April 24, 2016 Questions to the EU Commission

Enable wider access to content in the EU

MEP Tonino Picula turned to the European Commission because EU citizens who travel within the EU are denied to watch certain movies, series, sports transmissions, music, e-books or games, for which they paid in their countries. This happens because of the geo-blocking - restricting the purchase, payment or delivery between buyers and sellers from different countries .

Picula pointed out that this is one of the reasons for small scale cross-border shopping and stresses that geo-blocking, in addition to limiting the availability for certain customers, is a significant obstacle for the development of a Digital Single Market and has a significant economic impact.

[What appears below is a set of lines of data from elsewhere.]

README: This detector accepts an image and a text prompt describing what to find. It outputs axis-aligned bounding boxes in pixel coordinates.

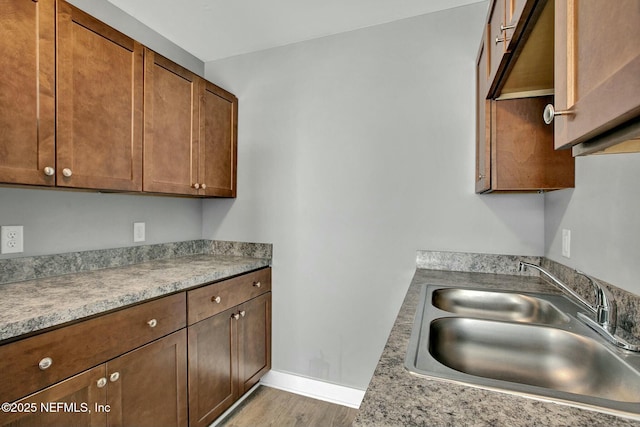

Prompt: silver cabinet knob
[542,104,575,125]
[38,357,53,371]
[500,23,516,31]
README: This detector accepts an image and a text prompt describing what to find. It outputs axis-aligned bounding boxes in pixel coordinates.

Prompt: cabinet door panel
[107,329,188,427]
[144,49,199,195]
[0,365,107,427]
[0,0,56,185]
[554,0,640,148]
[200,80,238,197]
[57,1,143,191]
[476,32,491,193]
[188,308,238,427]
[238,292,271,394]
[491,96,575,191]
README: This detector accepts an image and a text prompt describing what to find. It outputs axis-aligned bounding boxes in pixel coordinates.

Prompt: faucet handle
[576,270,618,334]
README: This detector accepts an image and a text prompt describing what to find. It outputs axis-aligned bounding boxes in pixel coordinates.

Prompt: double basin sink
[405,285,640,419]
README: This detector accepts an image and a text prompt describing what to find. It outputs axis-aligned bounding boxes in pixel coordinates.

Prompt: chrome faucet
[518,261,640,351]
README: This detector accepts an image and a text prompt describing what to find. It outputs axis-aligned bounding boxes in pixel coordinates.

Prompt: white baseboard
[260,370,365,409]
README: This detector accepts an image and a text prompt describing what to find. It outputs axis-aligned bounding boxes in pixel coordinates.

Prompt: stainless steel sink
[405,285,640,419]
[431,288,569,325]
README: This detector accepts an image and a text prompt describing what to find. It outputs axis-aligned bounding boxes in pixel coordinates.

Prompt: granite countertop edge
[353,268,640,427]
[0,254,270,343]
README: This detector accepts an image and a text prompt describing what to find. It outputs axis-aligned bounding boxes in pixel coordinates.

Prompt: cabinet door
[199,80,238,197]
[476,31,491,193]
[491,96,575,191]
[554,0,640,148]
[56,1,143,191]
[0,0,56,185]
[107,329,188,427]
[238,292,271,394]
[188,307,239,427]
[0,365,107,427]
[144,49,200,195]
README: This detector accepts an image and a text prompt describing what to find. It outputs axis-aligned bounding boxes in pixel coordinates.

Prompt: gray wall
[0,188,202,258]
[0,0,204,258]
[545,153,640,294]
[203,3,544,389]
[68,0,204,76]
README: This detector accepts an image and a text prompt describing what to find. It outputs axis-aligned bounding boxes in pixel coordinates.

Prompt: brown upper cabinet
[144,49,199,195]
[475,0,575,193]
[0,0,238,197]
[554,0,640,155]
[56,1,144,191]
[143,49,238,197]
[199,79,238,197]
[0,0,56,185]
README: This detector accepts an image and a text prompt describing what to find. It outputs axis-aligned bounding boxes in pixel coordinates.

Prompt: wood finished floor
[218,386,358,427]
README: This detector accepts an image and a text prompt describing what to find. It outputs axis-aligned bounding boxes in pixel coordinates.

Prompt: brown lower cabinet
[0,268,271,427]
[2,329,187,427]
[188,292,271,427]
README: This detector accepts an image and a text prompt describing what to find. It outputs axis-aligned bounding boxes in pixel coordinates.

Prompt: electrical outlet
[0,225,24,254]
[562,228,571,258]
[133,222,145,242]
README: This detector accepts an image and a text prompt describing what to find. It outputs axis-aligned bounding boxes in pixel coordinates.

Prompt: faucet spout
[518,261,597,314]
[518,261,640,352]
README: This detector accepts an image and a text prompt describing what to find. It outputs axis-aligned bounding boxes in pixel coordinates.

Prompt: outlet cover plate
[0,225,24,254]
[133,222,146,242]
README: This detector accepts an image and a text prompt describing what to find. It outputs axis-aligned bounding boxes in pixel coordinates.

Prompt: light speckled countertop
[0,254,270,341]
[354,269,640,427]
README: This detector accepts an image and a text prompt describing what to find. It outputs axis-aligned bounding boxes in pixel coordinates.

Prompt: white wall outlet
[0,225,24,254]
[133,222,146,242]
[562,228,571,258]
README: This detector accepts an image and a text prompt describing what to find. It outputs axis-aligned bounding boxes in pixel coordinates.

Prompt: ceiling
[108,0,484,62]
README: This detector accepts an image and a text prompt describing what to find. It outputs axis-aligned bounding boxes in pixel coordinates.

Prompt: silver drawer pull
[38,357,53,371]
[542,104,575,125]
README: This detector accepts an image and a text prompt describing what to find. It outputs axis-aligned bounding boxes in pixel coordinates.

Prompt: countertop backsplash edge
[0,239,273,286]
[416,250,640,337]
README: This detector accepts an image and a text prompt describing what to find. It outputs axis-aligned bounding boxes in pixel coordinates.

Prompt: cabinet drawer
[187,268,271,325]
[0,292,186,402]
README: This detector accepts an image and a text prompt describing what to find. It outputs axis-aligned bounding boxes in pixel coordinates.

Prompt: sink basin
[431,288,569,325]
[428,317,640,402]
[405,285,640,419]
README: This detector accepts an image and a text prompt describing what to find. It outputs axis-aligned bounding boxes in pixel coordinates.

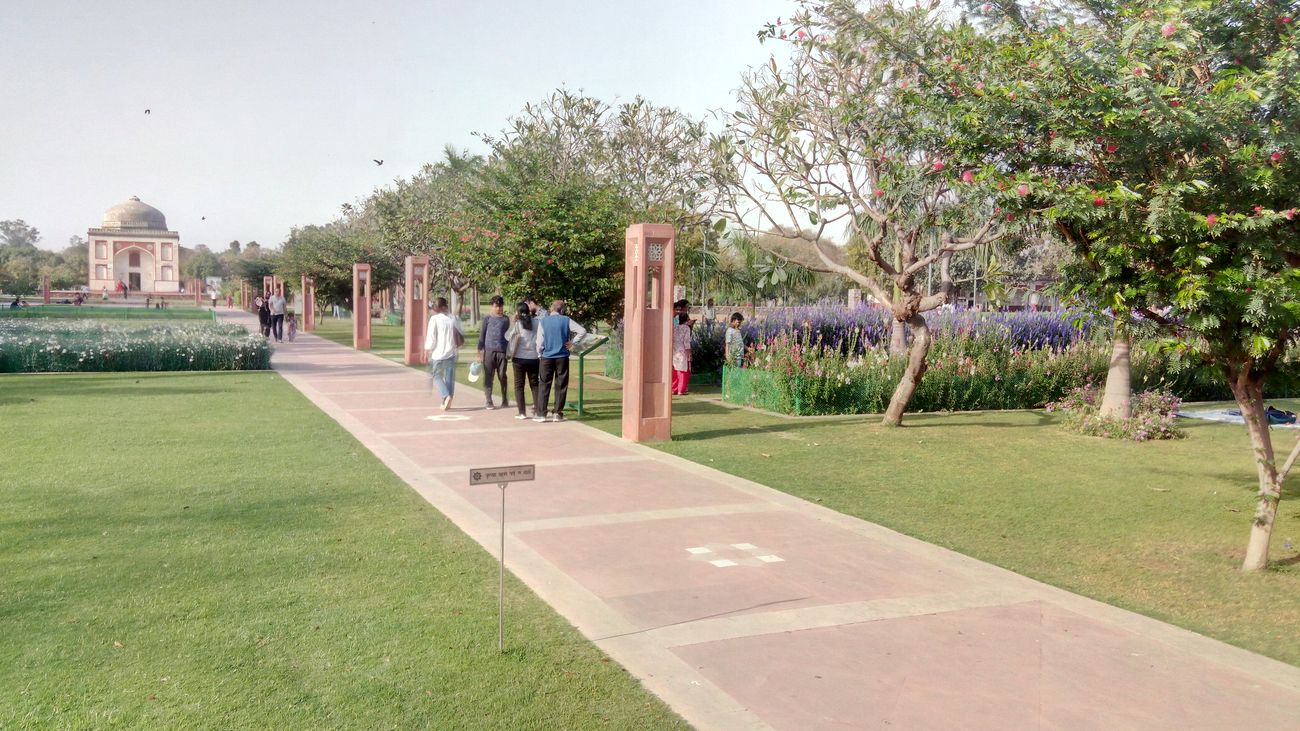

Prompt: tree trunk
[881,313,930,427]
[889,319,907,358]
[1230,376,1282,571]
[1099,320,1132,419]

That is why he asked the Commission: "what specific steps will the Commission take to ensure that in the Member States the importance of the digital single market will be emphasised more strongly, as this will help to reduce the economic disparities between Member States in terms of access and business practices?"

"All citizens who travel throughout the EU must have access to music, movies and games that they subscribe to in the same extent as if they were at home", warned MEP Picula. He asked the EC as regards the proposal for a regulation on the cross-border portability of online content services and the stated intention of considering what proposal might be needed to translate service portability into reality, when will binding legislation be adopted to enable subscription content to be made portable across borders. 

"Taking into account communication COM(2015)0192 and going beyond individual investigations into entities allegedly infringing single market rules, what additional legislative measures will the Commission take with a view to lowering the incidence of geo-blocking in all its forms (related to the type of goods or services being purchased, payment, delivery, and so on)?"

In 2015, 63% of Europeans shopped online. There are, however, considerable percentage differences from one Member State to the next (the figure for Croatia, for example, is 40%). This applies particularly to cross-border shopping, an option of which 18% of consumers in the EU (12% in Croatia) make use.

One of the reasons for the modest scale of cross-border e-commerce is geo-blocking, that is to say, restrictions imposed on buying, payment, or delivery when buyers and sellers are not from the same country. As well as limiting accessibility for individual buyers, geo-blocking is a major obstacle to the development of the digital single market and has far-reaching economic consequences.